Effect of Noncommutative Geometry on Accretion Disks around RGI-Schwarzschild Black Hole

TL;DR

This paper investigates how noncommutative geometry and scale-dependent gravity influence the thermal emission and structure of accretion disks around a quantum-corrected Schwarzschild black hole, revealing increased radiative efficiency.

Contribution

It introduces a combined model of noncommutative geometry and RGI quantum gravity effects on black hole accretion disks, highlighting their impact on disk properties.

Findings

Increased peak energy flux and temperature in accretion disks due to quantum corrections.

Deviations from classical Schwarzschild predictions in disk radiative properties.

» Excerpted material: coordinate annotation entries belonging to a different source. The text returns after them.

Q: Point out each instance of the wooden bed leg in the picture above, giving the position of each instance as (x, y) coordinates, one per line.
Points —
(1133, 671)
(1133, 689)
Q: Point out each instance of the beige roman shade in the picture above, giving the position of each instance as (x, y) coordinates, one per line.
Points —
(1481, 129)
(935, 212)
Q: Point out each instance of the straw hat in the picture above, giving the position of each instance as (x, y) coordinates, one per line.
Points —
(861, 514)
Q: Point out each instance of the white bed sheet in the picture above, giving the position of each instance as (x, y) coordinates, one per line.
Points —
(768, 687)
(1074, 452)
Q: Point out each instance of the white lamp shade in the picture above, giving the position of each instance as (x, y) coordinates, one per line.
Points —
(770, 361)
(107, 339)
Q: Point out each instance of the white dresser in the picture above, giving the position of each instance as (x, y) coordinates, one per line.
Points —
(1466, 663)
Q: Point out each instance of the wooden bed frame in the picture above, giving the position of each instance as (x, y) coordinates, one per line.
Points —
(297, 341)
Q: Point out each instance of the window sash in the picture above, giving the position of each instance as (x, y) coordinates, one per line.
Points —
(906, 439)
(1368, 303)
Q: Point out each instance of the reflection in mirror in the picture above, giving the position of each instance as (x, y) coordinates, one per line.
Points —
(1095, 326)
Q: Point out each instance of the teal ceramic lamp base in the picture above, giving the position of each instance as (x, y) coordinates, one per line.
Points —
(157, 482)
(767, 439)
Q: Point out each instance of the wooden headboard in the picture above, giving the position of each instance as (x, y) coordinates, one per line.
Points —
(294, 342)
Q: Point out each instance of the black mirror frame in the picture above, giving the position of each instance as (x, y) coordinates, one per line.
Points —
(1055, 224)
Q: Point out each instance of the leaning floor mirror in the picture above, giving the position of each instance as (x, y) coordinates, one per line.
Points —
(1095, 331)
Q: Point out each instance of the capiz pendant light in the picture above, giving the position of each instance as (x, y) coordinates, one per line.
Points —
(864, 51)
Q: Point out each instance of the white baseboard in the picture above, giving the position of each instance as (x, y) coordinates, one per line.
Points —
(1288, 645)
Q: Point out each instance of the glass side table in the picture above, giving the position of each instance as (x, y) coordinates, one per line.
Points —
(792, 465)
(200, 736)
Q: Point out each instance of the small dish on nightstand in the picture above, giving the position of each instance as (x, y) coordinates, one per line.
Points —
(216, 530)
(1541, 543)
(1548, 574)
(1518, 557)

Quantum gravity effects enhance radiative efficiency near the black hole.

Abstract

In this study, we explore the combined effects of quantum gravity induced by non-commutativity and scale-dependent gravitational coupling on the thermal properties of the thin accretion disks around a Schwarzschild black hole. We consider a $\kappa$-deformed Renormalization Group Improved (RGI) Schwarzschild black hole, where the classical Schwarzschild black hole geometry is modified by the $\kappa$-deformation of space-time and the running Newton's coupling constant $G(r)$. Using the modified metric, we derive the geodesic motion of massive particles, the effective potential, and the thermal properties such as the radiated energy flux, luminosity, and the temperature profile of the accretion disk around the $\kappa$-deformed RGI-Schwarzschild black hole. Our study shows that when non-commutativity is combined with the RGI framework, the effects produce a noticeable deviation from the classical Schwarzschild case. In particular, for small values of the deformation parameter, we observe an increase in the peak energy flux and the temperature of the accretion disk. This suggests that quantum gravity corrections enhance the disk's radiative efficiency, especially in the inner regions closer to the black hole.